Maar LX met die 2kg kun je het wel gewoon eens uitproberen, en dan daarna terug rekenen of je wiskunde klopt, jou massas zijn wel safe om gewoon mee te spelen...

----------


## LxAV

Even ter correctie;
Ik bedoelde natuurlijk *minimaal*, niet maximaal..

@ adjong;
Ik begrijp je scriptje wel bij 'gewone hoeken' van zeg 45` enzo maar ik vinnem verwarend in dit geval.
Twee punten is idd niet veel anders als een, maar als ze op ongelijke afstanden hangen oppeens wel. Dit is wat ik wil kunnen berekenen.

@ostracized;
Ik ben me bewust hiervan (m'n typefout deed misschien anders denken, excuses..). Duidelijk moet zijn dat ik het hier over relatief erg kleine belastingen heb.

@kees22;
Ja, krachten ontbinden heb ik ook op school gehad (heeeeeeeel voeger, dat wel.. lol..), maar het is nooit, maar dan ook nooit erg om dit fakgebied collega's om hulp te vragen als je ergens over twijfeld of niet uitkomt, het gaat hier namelijk niet alleen over wat we wel of niet weten of horen te weten, maar voornamelijk over veiligheid.
Liever 1000x vragen dan 1x foute afloop.

Dit is ook (in mijn mening) geen simpele kwestie van vectoren berekenen. Hoe stugger de overspanning (truss) hoe minder zijwaardse kracht en meer neerwaadse kracht, hoe elastischer de overspanning (kabel, touw, elastiek) hoe meer zijwaadse kracht er nodig is een belasting te tillen tot de overspanning zo horizontaal mogenlijk hangt.
Niet zo 1,2,3 dus.

@grom;
I am familliar with those apps but none will simulate anything over 120 degrees, so I can't use them fot this situation.
The Rig Them All PocketPC version is a blast, really nice tool to have indeed. Thanks for that link.

@jeroenw;
Ja precies, da's dus exact mij probleem. Omdat ik niet weet wat een redelijke gemiddelde kabel aan rek heeft, zou ik niet weten hoe te beginnen om de hoek te berekenen, waardoor de resulterende krachten al helemaal niet te berekenen zijn.

Heel vaak krijgen we mensen die een spiegelbolletje of wat decor midden in de zaal willen ophangen maar daar zijn geen bevestiginspunten. We hebben wel eens kabel gespannen en dat gaat allemaal prima maar het is natuurlijk allemaal giswerk en dus maar aanklooierij.
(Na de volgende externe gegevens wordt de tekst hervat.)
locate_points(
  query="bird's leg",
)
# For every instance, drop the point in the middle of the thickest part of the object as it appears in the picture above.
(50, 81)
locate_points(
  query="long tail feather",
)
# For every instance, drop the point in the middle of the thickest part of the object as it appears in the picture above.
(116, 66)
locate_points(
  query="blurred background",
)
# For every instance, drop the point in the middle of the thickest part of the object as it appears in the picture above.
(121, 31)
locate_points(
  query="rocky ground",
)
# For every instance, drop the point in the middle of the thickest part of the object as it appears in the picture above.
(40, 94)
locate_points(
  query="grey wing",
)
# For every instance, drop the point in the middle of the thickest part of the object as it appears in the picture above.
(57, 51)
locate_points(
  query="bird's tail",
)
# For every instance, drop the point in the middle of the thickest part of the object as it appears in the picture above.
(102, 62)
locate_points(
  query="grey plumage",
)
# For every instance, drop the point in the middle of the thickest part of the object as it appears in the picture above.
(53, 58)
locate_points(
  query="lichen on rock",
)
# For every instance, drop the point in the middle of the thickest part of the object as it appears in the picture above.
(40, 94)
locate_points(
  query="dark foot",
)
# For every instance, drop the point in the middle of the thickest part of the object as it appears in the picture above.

Aanklooijerij vinnik niet veilig, dus wil ik graag een standaard setje kabels aanschaffen die we makkelijk kunnen inhangen en waarbij we aan mensen kunnen aangeven wat de maximaal toelaatbare belasting is. Moet ik dus wel eerst weten hoe ik de boel moet berekenen...
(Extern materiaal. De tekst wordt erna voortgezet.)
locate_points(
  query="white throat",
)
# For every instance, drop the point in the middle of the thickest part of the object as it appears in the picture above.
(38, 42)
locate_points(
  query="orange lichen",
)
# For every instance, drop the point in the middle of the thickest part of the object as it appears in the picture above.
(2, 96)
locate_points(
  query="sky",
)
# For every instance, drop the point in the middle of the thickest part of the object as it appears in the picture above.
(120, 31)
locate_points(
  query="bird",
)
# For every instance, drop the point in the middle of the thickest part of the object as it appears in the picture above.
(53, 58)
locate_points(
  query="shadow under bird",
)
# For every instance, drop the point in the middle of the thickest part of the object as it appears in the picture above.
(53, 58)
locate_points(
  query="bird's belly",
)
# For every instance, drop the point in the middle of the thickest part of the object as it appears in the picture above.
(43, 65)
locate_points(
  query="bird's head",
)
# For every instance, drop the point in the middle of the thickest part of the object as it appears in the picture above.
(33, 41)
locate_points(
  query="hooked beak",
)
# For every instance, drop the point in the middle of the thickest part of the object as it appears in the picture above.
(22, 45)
Ik denk dat ik maar eens de kabel leverancier ga bellen om te kijken wat de specs zijn van kabels die we zouden kunnen gebruiken.
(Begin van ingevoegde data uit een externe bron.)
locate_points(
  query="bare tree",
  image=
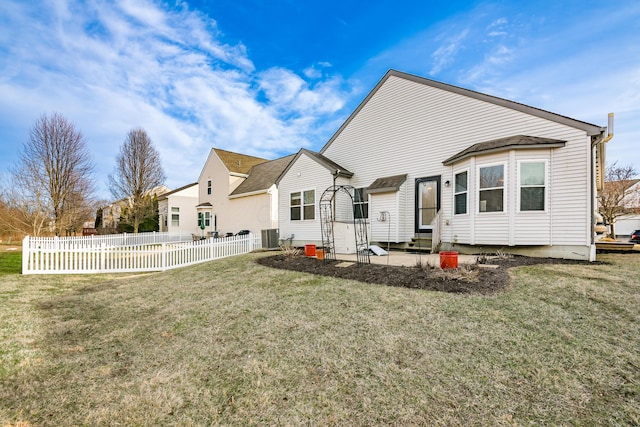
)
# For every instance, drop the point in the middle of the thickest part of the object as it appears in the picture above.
(54, 167)
(617, 196)
(138, 171)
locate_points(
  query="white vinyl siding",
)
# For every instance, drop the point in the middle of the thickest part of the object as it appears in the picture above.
(407, 127)
(302, 205)
(385, 216)
(307, 174)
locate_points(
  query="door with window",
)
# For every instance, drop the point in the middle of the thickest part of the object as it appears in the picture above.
(427, 203)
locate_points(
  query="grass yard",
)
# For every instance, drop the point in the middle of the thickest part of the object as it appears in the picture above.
(10, 262)
(232, 342)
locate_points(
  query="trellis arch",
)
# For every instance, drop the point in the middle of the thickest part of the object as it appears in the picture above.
(328, 217)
Helaas laten mijn simulators me hierbij in de steek evenals m'n reken ervaring.

Maar toch, soort gelijke situaties die toch vaak in ons vak langskomen;
priklinten (tuinfeestverlichting) tussen twee palen,
microfoontje in midden vd zaal bij veel concertgebouwen,
persoon aan kabelbaan,
etc.

Ik zal van me laten horen als ik er wat verder uit ben, iig dank voor de replies!

Groeten,
Alex

----------


## Grom

> @grom;
> I am familliar with those apps but none will simulate anything over 120 degrees, so I can't use them fot this situation.
> The Rig Them All PocketPC version is a blast, really nice tool to have indeed. Thanks for that link.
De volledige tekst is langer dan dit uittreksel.